1. Apr 18, 2006

mathboy20

Hi

I'm told that the the power series:

$$\sum_{n=0} ^ \infty (2n+1) z^n$$ has the radius of convergens

R = 1.

Proof:

Using the Definition of convergens for power series:

$$\frac{(2n+1)}{(2n+1)+1} = \frac{(2n+1)}{(2n+3)}$$

$$limit _{n \rightarrow \infty} \frac{(2n+1)}{(2n+3)} = 1$$

Therefore the radius of convergens is R = 1. Right ?

Second question: The Power series above suposedly diverges on every point on the circle of convergens. How do I show that?

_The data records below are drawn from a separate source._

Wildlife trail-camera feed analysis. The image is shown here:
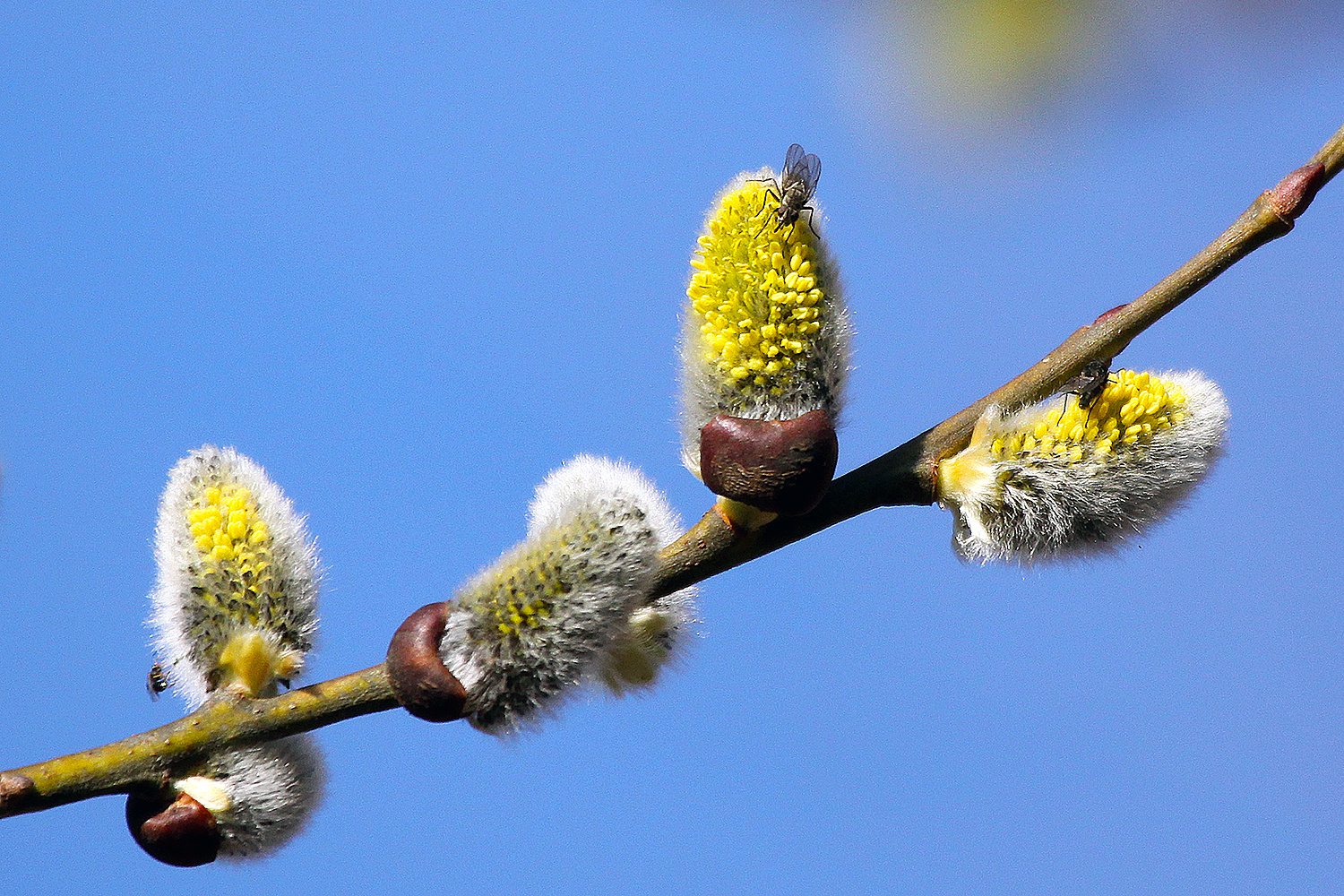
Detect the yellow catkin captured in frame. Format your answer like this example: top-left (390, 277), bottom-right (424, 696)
top-left (687, 181), bottom-right (825, 393)
top-left (988, 369), bottom-right (1185, 463)
top-left (185, 482), bottom-right (301, 696)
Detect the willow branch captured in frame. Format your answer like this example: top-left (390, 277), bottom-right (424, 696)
top-left (656, 118), bottom-right (1344, 595)
top-left (0, 127), bottom-right (1344, 817)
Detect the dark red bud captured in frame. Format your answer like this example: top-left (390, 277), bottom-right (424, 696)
top-left (1269, 161), bottom-right (1325, 220)
top-left (701, 409), bottom-right (840, 516)
top-left (387, 603), bottom-right (467, 721)
top-left (126, 793), bottom-right (220, 868)
top-left (0, 771), bottom-right (38, 812)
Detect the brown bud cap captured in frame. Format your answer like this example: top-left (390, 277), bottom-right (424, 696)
top-left (1269, 161), bottom-right (1325, 220)
top-left (701, 409), bottom-right (840, 516)
top-left (126, 793), bottom-right (220, 868)
top-left (387, 603), bottom-right (467, 721)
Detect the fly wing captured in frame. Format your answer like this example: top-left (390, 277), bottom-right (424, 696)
top-left (798, 153), bottom-right (822, 197)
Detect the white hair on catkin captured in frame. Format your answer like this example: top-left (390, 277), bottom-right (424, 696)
top-left (943, 371), bottom-right (1228, 563)
top-left (148, 444), bottom-right (322, 708)
top-left (177, 735), bottom-right (325, 860)
top-left (440, 455), bottom-right (677, 735)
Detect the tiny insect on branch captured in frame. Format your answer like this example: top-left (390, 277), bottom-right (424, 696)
top-left (0, 120), bottom-right (1344, 817)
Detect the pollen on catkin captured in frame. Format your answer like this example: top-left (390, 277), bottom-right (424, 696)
top-left (440, 455), bottom-right (679, 735)
top-left (150, 446), bottom-right (319, 707)
top-left (938, 369), bottom-right (1228, 563)
top-left (682, 168), bottom-right (849, 477)
top-left (174, 735), bottom-right (324, 858)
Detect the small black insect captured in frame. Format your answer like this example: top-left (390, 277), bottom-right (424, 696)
top-left (1059, 360), bottom-right (1110, 411)
top-left (145, 662), bottom-right (168, 700)
top-left (774, 143), bottom-right (822, 228)
top-left (766, 143), bottom-right (822, 232)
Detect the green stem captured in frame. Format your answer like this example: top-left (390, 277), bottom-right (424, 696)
top-left (0, 127), bottom-right (1344, 817)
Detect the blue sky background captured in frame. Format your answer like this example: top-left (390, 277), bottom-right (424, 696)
top-left (0, 0), bottom-right (1344, 896)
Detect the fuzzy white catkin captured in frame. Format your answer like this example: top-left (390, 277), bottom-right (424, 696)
top-left (597, 589), bottom-right (696, 697)
top-left (440, 455), bottom-right (679, 735)
top-left (940, 371), bottom-right (1228, 563)
top-left (150, 444), bottom-right (320, 707)
top-left (177, 735), bottom-right (324, 858)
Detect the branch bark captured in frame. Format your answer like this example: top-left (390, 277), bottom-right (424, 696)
top-left (0, 127), bottom-right (1344, 817)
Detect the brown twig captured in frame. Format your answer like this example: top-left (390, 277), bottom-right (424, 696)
top-left (0, 127), bottom-right (1344, 817)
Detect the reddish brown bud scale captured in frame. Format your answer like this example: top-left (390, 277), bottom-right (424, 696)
top-left (1269, 161), bottom-right (1325, 220)
top-left (701, 409), bottom-right (840, 516)
top-left (126, 794), bottom-right (222, 868)
top-left (387, 602), bottom-right (467, 721)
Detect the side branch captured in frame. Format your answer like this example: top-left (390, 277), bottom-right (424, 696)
top-left (655, 127), bottom-right (1344, 595)
top-left (0, 123), bottom-right (1344, 817)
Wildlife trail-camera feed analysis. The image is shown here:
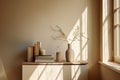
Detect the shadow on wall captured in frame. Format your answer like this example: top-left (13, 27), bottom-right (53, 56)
top-left (0, 57), bottom-right (8, 80)
top-left (0, 0), bottom-right (93, 80)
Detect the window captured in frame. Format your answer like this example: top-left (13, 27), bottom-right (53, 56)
top-left (114, 0), bottom-right (120, 62)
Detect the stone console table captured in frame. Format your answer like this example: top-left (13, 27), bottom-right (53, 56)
top-left (22, 61), bottom-right (88, 80)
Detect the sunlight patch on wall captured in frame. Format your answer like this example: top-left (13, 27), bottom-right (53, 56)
top-left (67, 7), bottom-right (88, 61)
top-left (0, 58), bottom-right (7, 80)
top-left (102, 0), bottom-right (110, 62)
top-left (67, 19), bottom-right (80, 60)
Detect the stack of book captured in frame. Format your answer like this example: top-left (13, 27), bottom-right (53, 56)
top-left (35, 55), bottom-right (54, 62)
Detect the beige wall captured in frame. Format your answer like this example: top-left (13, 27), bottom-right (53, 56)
top-left (0, 0), bottom-right (100, 80)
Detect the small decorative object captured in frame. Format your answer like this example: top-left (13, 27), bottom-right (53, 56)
top-left (34, 44), bottom-right (39, 56)
top-left (27, 46), bottom-right (33, 62)
top-left (65, 44), bottom-right (74, 62)
top-left (40, 49), bottom-right (46, 55)
top-left (56, 52), bottom-right (62, 62)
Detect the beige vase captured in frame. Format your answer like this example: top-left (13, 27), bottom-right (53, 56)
top-left (65, 44), bottom-right (74, 62)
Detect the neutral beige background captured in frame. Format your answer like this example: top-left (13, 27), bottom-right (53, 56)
top-left (0, 0), bottom-right (100, 80)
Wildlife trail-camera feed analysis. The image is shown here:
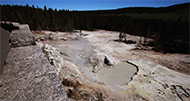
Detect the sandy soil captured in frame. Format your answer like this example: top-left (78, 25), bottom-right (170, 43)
top-left (33, 30), bottom-right (190, 101)
top-left (0, 28), bottom-right (10, 75)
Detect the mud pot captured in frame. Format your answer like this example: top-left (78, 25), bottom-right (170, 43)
top-left (97, 62), bottom-right (137, 86)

I know that according to the definition of divergens of the power series:

$$\sum_{n = 0} ^{\infty} a_n z^n$$

that $$a_n \rightarrow \infty$$ for $$n \rightarrow \infty$$

Do I the use this fact here to show that a_n diverges ??

Best Regards
Mathboy20

Last edited: Apr 18, 2006
2. Apr 18, 2006

Jameson

I'm not following this step. I would use the ratio test for finding the radius of convergence.

3. Apr 20, 2006

kam.epi

I think this would be the proper way to evaluate the series:

$$\sum_{n=0} ^ \infty (2n+1) z^n$$

so using the ratio test,

$$limit _{n \rightarrow \infty} \frac{(2(n+1)+1) z^(n+1)}{(2n+1) z^n}$$

$$limit _{n \rightarrow \infty} \frac{(2n+3)}{(2n+1)}|z|$$

Therefore, $$|z|<1$$

implies that the interval of convergence is $$-1<z<1$$

Therefore, the radius of convergence must be 1.

4. Apr 23, 2006

mathboy20

Anyway if I then have show that the series diverges for all point on the circle of convergens.

Doesn't that mean that

$$\frac{2n+3}{2n+1}|z| \geq 1$$, where $$n \neq 0$$

if n = 1

then $$|z| \geq \frac{3}{5}$$

Am I on the right track here?

Best Regards
Mathboy20

Last edited: Apr 23, 2006
5. Apr 23, 2006

HallsofIvy

Staff Emeritus
n= 1 is not relevant. What is
$$lim_{n\rightarrow \infty}\frac{2n+3}{2n+1}$$?